Она опять с восхищением и чувством тайного узнавания оглядела озеро, плавно струящуюся зелень берез, окаймлявших озеро с другой стороны и в изумрудном разливе уходящих к синеющим горизонтам. Над водой озера воздух отливал зеленью, а в листве дуба, наоборот, сквозил легким серебром. Прилетела какая-то крупная, немыслимо яркая птица, с головой, украшенной золотисто-черным веером, это был обыкновенный удод, но Тамара Иннокентьевна с радостным изумлением разглядывала удсда, пока он радужным пятном не вспорхнул с дуба и не улетел. Затем внимание Тамары Иннокентьевны привлекли порхающие над водой озера большие прозрачные стрекозы с выпуклыми изумрудно-светящимися глазами. Она удивилась их способности зависать в воздухе, трепеща крыльями, на одном месте и затем стремглав, скачком бросаться вперед, Тамара Иннокентьевна даже отдаленно не могла предположить, что это никакая не игра и не причудливый танец, а самая настоятельная жестокая необходимость, что таким образом стрекозы добывают себе пищу, ловят комаров и мошек. на какой-то миг Тамара Иннокентьевна ощутила в себе ни на минуту не обрывающееся движение жизни, ей показалось, что она не сидит под дубом, а парит высоковысоко над зеленым океаном леса и ноет, звенит в ней пространство и что так хорошо ей еще никогда не было.

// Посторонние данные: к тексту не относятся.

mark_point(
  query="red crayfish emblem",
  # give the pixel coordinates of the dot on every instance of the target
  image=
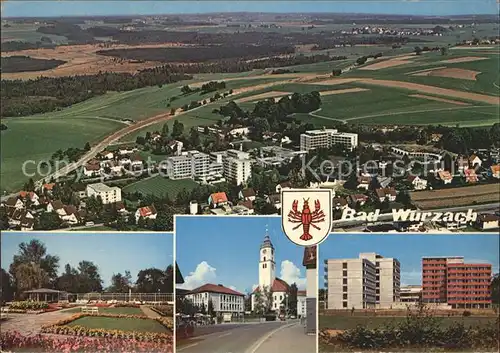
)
(306, 218)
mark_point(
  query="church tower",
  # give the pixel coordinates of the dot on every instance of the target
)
(266, 264)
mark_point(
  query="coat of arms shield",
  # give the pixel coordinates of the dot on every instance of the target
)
(306, 215)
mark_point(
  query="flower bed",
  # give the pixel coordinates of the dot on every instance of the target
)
(61, 327)
(422, 334)
(29, 305)
(39, 343)
(126, 305)
(163, 310)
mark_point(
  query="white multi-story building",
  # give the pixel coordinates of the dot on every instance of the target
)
(366, 282)
(179, 167)
(327, 138)
(411, 294)
(192, 164)
(388, 279)
(237, 166)
(224, 300)
(107, 194)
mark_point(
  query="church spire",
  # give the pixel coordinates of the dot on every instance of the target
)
(267, 240)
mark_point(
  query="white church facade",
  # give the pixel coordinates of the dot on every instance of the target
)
(279, 289)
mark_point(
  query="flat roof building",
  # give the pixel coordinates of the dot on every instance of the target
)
(327, 138)
(452, 281)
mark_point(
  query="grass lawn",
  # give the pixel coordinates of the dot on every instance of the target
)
(123, 324)
(350, 322)
(159, 185)
(118, 311)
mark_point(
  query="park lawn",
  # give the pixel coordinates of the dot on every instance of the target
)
(350, 322)
(37, 138)
(117, 311)
(122, 324)
(160, 186)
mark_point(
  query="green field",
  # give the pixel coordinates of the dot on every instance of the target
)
(36, 139)
(160, 186)
(117, 311)
(350, 322)
(122, 324)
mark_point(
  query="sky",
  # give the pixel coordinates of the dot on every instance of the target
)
(111, 252)
(410, 248)
(18, 8)
(225, 250)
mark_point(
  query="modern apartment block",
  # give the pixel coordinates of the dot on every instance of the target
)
(388, 278)
(326, 138)
(449, 280)
(106, 193)
(411, 294)
(192, 164)
(237, 166)
(369, 281)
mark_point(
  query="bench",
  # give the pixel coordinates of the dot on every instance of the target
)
(90, 309)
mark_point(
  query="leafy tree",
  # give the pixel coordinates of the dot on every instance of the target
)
(7, 287)
(152, 280)
(89, 277)
(32, 267)
(165, 130)
(120, 283)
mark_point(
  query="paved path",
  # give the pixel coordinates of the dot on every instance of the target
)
(31, 324)
(289, 339)
(249, 338)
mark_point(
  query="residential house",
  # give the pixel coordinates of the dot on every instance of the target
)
(14, 203)
(474, 161)
(31, 196)
(275, 200)
(57, 207)
(462, 164)
(470, 176)
(417, 182)
(384, 181)
(27, 224)
(357, 199)
(19, 216)
(146, 212)
(248, 204)
(71, 215)
(92, 169)
(285, 185)
(488, 221)
(386, 193)
(217, 199)
(106, 155)
(80, 190)
(47, 188)
(364, 182)
(445, 176)
(495, 171)
(339, 203)
(247, 194)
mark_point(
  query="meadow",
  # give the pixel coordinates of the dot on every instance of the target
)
(122, 324)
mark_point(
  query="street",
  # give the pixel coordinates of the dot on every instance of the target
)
(269, 337)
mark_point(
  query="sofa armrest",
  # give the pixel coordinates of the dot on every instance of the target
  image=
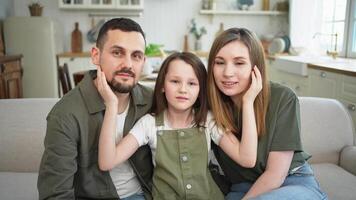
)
(348, 159)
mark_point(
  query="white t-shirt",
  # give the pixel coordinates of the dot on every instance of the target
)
(123, 176)
(145, 132)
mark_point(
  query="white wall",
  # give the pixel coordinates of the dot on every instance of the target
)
(165, 21)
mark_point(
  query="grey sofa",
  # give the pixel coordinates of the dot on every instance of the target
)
(327, 133)
(22, 130)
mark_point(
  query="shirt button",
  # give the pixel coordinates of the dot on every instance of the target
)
(188, 186)
(181, 133)
(184, 158)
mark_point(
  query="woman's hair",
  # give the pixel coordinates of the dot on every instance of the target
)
(221, 105)
(200, 107)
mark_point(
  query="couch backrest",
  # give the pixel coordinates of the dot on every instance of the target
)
(326, 127)
(22, 131)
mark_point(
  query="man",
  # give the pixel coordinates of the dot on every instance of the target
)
(69, 166)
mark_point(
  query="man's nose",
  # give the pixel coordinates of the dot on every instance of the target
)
(127, 61)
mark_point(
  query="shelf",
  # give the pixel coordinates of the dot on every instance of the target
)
(240, 12)
(97, 5)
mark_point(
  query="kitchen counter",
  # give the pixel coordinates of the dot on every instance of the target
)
(339, 65)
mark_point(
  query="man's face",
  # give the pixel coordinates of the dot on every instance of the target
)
(121, 59)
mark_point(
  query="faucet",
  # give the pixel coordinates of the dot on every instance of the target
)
(333, 53)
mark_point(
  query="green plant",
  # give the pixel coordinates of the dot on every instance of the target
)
(35, 4)
(197, 32)
(153, 49)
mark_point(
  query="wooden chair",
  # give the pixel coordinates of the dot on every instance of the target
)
(63, 76)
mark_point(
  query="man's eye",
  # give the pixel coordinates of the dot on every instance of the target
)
(138, 56)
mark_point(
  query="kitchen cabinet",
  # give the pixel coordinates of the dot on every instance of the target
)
(76, 62)
(101, 4)
(297, 83)
(324, 83)
(347, 94)
(10, 77)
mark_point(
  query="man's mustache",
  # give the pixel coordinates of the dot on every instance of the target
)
(125, 70)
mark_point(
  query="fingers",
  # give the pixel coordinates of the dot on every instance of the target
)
(258, 77)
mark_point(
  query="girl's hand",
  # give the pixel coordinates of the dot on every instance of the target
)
(255, 87)
(104, 89)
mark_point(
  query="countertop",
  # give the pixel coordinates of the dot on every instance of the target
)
(339, 65)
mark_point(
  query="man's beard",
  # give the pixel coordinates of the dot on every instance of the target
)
(120, 87)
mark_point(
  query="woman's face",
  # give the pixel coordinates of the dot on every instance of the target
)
(232, 69)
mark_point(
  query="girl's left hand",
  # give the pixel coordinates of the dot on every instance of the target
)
(255, 86)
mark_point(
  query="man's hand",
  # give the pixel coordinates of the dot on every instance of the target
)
(104, 89)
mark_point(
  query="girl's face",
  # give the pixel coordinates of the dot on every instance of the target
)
(232, 69)
(181, 86)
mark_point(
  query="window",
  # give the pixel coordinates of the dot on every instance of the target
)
(330, 25)
(351, 39)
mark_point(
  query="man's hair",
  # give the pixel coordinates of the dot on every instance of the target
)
(123, 24)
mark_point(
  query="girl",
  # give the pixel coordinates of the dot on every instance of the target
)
(281, 170)
(178, 131)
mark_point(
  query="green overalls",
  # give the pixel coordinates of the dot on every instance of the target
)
(181, 170)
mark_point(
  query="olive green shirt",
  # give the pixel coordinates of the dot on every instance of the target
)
(69, 167)
(282, 134)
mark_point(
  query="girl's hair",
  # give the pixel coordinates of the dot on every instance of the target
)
(200, 107)
(222, 106)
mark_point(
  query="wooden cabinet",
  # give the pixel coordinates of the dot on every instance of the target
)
(10, 77)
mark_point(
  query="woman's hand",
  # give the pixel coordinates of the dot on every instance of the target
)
(104, 89)
(255, 86)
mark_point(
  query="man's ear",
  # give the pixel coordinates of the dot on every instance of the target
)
(95, 56)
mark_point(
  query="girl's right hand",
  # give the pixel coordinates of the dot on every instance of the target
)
(104, 89)
(255, 86)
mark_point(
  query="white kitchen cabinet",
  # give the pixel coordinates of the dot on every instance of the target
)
(101, 4)
(347, 94)
(298, 83)
(76, 64)
(324, 83)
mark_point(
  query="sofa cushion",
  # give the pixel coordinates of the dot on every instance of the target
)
(326, 128)
(18, 186)
(335, 181)
(23, 127)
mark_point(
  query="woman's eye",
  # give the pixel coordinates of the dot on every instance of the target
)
(116, 53)
(192, 83)
(219, 62)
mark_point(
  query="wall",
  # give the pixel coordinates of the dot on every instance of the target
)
(166, 21)
(6, 8)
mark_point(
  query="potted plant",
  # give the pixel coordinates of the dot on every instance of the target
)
(198, 33)
(35, 9)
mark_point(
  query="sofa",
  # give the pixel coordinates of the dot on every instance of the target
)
(327, 133)
(22, 131)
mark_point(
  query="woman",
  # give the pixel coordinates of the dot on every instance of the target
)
(281, 170)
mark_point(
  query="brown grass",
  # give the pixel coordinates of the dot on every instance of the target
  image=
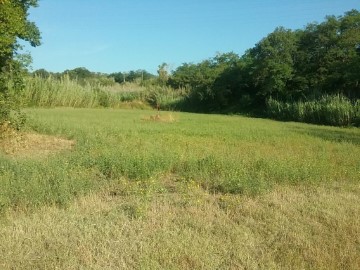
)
(288, 228)
(32, 145)
(167, 118)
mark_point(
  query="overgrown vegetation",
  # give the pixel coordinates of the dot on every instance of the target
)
(204, 191)
(13, 27)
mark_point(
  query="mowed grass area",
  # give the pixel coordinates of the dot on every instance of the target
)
(181, 191)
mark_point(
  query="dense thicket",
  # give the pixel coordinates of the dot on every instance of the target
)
(287, 65)
(14, 26)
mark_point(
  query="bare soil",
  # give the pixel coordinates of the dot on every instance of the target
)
(32, 145)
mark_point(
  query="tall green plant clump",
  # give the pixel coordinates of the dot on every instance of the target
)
(335, 110)
(14, 26)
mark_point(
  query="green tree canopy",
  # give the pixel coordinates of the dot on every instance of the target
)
(14, 26)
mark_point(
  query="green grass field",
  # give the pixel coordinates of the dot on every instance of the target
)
(180, 191)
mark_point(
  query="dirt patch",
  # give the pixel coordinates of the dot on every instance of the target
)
(168, 118)
(33, 145)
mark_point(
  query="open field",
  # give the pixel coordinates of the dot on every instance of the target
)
(180, 191)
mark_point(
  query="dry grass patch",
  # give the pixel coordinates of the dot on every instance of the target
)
(165, 118)
(32, 145)
(288, 228)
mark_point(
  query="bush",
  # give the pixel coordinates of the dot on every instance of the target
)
(335, 110)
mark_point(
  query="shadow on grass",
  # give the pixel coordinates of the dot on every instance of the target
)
(346, 135)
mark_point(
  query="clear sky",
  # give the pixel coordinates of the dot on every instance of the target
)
(122, 35)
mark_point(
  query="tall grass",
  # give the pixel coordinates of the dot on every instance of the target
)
(203, 192)
(65, 92)
(334, 110)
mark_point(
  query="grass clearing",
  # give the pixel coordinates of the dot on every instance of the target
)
(201, 192)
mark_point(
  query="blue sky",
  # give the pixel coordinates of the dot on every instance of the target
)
(122, 35)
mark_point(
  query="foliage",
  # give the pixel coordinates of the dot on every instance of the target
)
(328, 110)
(288, 66)
(132, 76)
(67, 92)
(14, 26)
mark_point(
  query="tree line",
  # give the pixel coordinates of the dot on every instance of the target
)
(285, 73)
(286, 65)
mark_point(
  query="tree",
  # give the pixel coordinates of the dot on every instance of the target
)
(14, 25)
(163, 73)
(273, 59)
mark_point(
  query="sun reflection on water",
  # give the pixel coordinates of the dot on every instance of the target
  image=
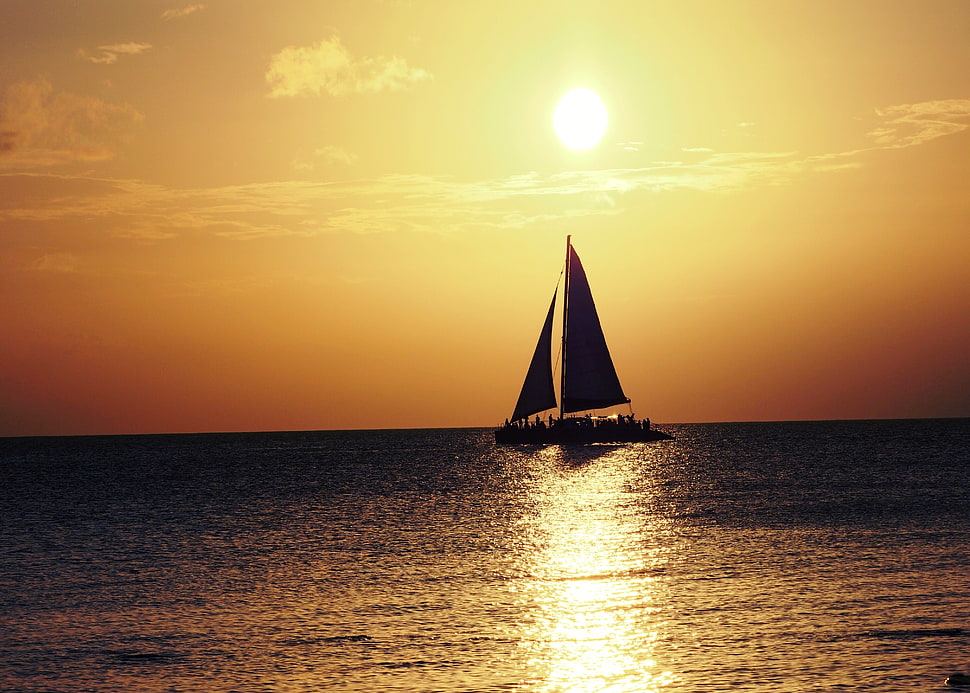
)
(595, 577)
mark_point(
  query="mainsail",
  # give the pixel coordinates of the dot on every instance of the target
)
(589, 377)
(538, 393)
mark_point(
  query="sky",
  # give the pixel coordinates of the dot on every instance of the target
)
(299, 215)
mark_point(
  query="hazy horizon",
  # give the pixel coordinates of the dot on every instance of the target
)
(241, 216)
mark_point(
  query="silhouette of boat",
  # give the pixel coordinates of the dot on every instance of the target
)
(588, 379)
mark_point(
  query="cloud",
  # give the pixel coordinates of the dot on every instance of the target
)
(109, 54)
(40, 127)
(176, 13)
(909, 125)
(329, 67)
(143, 212)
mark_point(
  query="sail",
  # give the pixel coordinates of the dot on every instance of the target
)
(590, 380)
(537, 390)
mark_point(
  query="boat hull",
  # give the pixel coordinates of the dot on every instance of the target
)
(550, 436)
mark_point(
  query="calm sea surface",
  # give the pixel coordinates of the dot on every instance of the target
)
(828, 556)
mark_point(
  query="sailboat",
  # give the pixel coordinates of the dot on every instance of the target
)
(588, 379)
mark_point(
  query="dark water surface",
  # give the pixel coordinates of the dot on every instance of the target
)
(824, 556)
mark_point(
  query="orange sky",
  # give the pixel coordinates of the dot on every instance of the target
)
(243, 215)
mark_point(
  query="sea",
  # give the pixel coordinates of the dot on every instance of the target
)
(801, 556)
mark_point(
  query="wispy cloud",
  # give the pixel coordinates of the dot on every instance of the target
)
(415, 203)
(176, 13)
(107, 55)
(41, 127)
(328, 67)
(909, 125)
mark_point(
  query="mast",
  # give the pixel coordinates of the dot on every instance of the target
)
(565, 314)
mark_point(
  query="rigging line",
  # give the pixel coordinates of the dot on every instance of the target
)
(555, 363)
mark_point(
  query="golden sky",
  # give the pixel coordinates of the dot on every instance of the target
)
(249, 215)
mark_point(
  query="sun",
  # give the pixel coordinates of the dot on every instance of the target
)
(580, 119)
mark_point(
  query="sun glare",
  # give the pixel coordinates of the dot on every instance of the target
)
(580, 119)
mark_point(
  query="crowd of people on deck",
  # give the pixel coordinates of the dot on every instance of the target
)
(587, 422)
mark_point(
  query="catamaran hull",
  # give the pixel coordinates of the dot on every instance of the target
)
(551, 436)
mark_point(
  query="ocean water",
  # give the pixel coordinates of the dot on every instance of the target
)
(811, 556)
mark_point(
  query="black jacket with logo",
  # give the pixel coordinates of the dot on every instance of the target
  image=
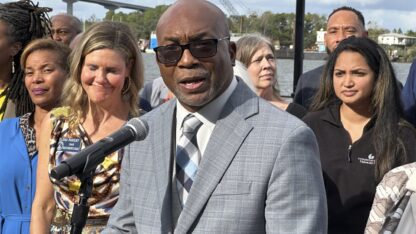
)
(348, 169)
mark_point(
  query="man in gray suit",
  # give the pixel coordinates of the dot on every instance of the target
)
(258, 170)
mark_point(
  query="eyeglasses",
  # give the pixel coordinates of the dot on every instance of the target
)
(171, 54)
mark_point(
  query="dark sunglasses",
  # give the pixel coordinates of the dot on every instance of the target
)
(171, 54)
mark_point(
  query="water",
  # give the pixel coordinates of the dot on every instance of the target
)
(284, 71)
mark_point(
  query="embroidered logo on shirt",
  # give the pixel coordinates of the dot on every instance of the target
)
(72, 145)
(369, 160)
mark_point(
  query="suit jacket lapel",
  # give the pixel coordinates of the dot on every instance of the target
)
(162, 145)
(230, 131)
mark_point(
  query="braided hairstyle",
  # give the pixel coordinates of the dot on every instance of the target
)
(25, 21)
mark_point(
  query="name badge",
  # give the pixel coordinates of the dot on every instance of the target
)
(72, 145)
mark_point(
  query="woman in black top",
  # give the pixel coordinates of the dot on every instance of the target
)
(358, 121)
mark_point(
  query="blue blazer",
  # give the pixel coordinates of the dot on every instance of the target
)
(17, 179)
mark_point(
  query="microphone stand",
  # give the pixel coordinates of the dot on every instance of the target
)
(80, 210)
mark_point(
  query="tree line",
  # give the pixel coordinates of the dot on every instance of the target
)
(279, 27)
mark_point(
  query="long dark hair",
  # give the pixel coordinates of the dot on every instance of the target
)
(25, 21)
(386, 106)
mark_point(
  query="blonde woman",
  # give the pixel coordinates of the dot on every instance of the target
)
(101, 95)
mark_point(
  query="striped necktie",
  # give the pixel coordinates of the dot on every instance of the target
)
(187, 156)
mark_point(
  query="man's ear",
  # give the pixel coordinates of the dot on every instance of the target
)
(232, 50)
(15, 48)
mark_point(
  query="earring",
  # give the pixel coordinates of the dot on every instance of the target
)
(13, 69)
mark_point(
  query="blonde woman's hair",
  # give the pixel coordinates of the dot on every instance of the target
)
(103, 35)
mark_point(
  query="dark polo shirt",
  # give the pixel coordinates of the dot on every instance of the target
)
(348, 169)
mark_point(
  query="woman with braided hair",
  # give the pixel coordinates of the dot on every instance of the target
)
(20, 23)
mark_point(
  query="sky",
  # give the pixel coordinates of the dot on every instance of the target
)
(390, 14)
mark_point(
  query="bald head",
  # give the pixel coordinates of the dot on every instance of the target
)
(197, 34)
(65, 27)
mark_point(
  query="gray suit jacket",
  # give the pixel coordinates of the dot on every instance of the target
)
(260, 174)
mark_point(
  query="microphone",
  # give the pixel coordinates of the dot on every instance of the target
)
(89, 158)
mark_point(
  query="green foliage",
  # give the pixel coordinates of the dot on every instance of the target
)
(142, 24)
(279, 27)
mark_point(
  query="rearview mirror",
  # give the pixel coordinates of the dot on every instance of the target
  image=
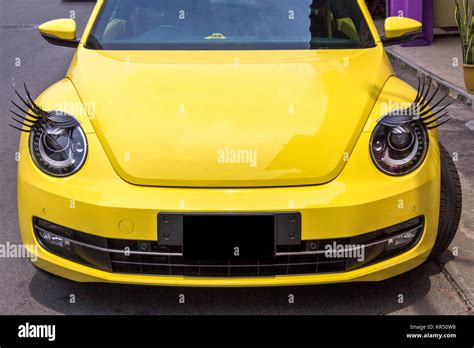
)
(400, 30)
(60, 32)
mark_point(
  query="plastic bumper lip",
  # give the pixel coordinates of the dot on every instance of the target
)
(376, 272)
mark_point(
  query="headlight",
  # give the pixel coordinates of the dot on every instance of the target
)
(58, 145)
(399, 149)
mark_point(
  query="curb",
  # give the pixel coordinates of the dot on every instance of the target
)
(455, 92)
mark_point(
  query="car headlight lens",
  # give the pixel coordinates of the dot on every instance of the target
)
(399, 150)
(57, 150)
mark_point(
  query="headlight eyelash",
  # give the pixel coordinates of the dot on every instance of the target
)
(420, 110)
(37, 118)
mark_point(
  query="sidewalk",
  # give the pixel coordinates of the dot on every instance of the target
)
(441, 61)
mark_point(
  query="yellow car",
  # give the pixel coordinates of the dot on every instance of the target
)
(233, 143)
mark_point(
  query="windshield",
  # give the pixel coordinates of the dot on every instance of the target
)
(229, 24)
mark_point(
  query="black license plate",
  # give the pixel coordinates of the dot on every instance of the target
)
(228, 237)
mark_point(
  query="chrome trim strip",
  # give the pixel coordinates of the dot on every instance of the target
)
(349, 249)
(227, 266)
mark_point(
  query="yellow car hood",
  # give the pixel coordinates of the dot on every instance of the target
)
(229, 118)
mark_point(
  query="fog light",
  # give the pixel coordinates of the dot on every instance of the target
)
(54, 239)
(401, 240)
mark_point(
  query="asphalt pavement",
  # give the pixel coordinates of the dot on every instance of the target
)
(26, 57)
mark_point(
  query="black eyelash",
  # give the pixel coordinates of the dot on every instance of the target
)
(35, 117)
(421, 110)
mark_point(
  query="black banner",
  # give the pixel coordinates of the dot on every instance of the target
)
(429, 331)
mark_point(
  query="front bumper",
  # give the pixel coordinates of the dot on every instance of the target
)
(358, 201)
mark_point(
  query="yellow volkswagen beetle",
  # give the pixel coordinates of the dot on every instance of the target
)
(233, 143)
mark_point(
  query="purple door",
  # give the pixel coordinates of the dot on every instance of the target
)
(421, 10)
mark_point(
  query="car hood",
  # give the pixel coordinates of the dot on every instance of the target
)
(229, 118)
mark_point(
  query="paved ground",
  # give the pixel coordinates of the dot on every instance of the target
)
(23, 290)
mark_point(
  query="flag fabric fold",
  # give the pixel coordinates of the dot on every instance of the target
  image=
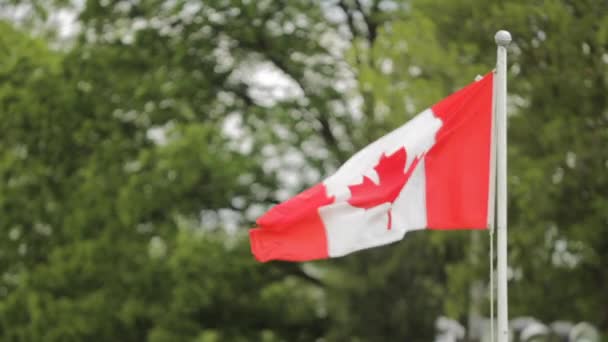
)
(431, 173)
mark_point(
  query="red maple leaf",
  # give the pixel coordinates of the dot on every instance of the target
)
(390, 170)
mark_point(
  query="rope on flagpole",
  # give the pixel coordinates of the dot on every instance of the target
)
(492, 334)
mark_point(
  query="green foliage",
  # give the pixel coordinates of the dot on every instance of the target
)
(135, 155)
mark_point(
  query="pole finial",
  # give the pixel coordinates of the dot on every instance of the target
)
(502, 38)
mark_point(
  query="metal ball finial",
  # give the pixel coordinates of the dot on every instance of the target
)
(502, 38)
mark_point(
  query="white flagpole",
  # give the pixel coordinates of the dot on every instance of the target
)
(502, 38)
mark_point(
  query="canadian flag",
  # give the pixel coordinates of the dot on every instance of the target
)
(431, 173)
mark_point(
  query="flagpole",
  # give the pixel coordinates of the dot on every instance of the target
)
(502, 38)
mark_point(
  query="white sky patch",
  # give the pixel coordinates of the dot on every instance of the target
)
(269, 85)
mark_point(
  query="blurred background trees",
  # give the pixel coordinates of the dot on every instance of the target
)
(140, 140)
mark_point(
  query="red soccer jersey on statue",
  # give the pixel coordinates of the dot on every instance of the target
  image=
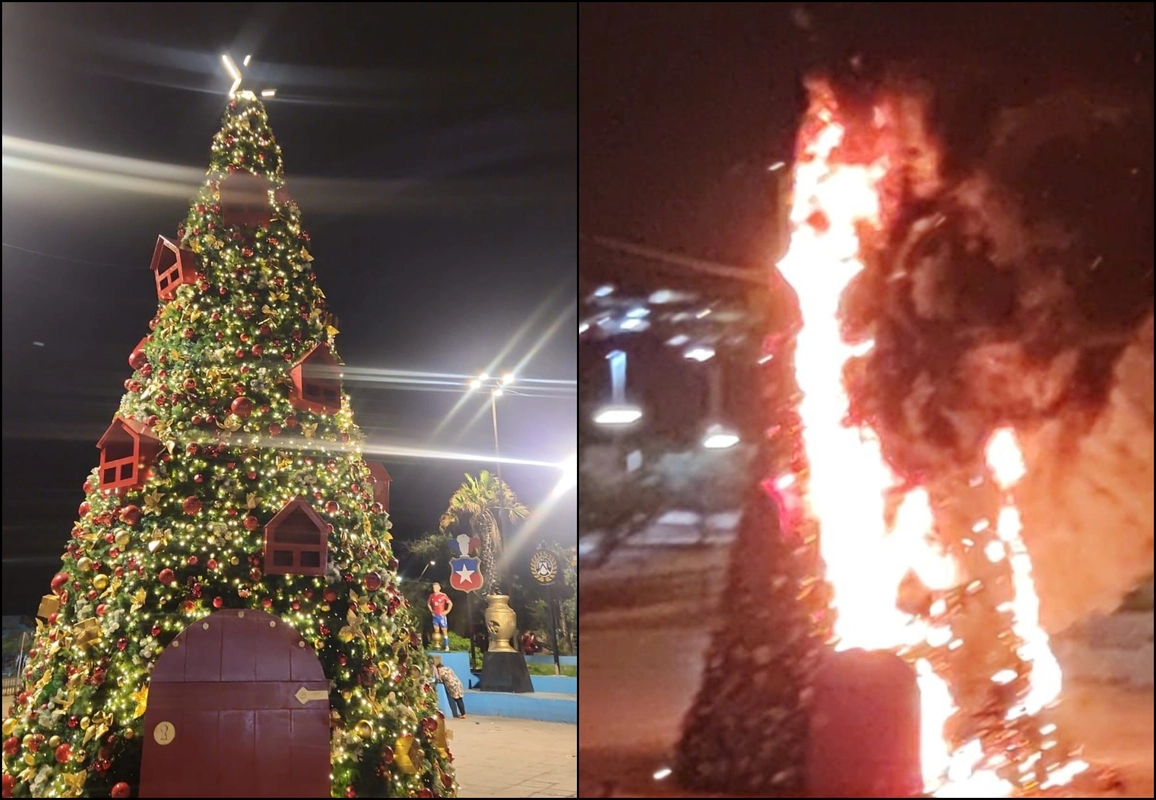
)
(438, 601)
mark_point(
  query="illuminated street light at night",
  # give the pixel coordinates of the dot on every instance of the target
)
(719, 438)
(617, 415)
(569, 479)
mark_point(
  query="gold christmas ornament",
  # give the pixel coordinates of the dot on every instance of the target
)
(50, 604)
(407, 754)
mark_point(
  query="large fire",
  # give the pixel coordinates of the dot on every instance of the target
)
(877, 528)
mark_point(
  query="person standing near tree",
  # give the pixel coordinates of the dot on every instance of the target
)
(441, 605)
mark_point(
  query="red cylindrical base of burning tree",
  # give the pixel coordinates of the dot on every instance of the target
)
(864, 736)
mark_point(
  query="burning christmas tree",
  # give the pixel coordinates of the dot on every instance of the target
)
(895, 526)
(231, 518)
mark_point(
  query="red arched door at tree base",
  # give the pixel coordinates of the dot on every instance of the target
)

- Ты спишь? - спросила она Саню, бездумно погруженного в плывущее марево полуденного июльского зноя.
- Нет, блаженствую, - он даже причмокнул от удовольствия, даже не пытаясь повернуться в ее сторону. - Куда-то несет, несет, не надо думать, спешить. Ах, какая голубая, голубая страна.
- Хорошо, что ты меня сюда привез, - вздохнула она. - Я все жалею, почему не раньше!
Он пружинисто повернулся к ней, притянул к себе, положив горячие вздрагивающие пальцы ей на колени. Осторожно взяв его руку, она накрыла ее своей и, не выпуская, положила рядом, на прохладную, слегка помятую траву, источавшую терпкий, возбуждающий запах.
- Саня, Саня! Всегда ты спешишь! Разве здесь можно? Посмотри, как тут торжественно! - слабо запротестовала она, опять ощущая его настойчивые, ждущие ответной волны руки. - Как же здесь? Вокруг тысячи глаз... На нас отовсюду смотрят...
- Здесь совершенно никого нет, - засмеялся он, приоткрывая влажные крепкие зубы. - Ну совершенно никого!
Мы ушли километров за шесть от дороги... Неужели тебе сейчас плохо?
- Ах, Саня, мне слишком хорошо, - она потянулась к нему всем телом, сбрасывая с себя долгое оцепенение. - Даже страшно, так мне хорошо...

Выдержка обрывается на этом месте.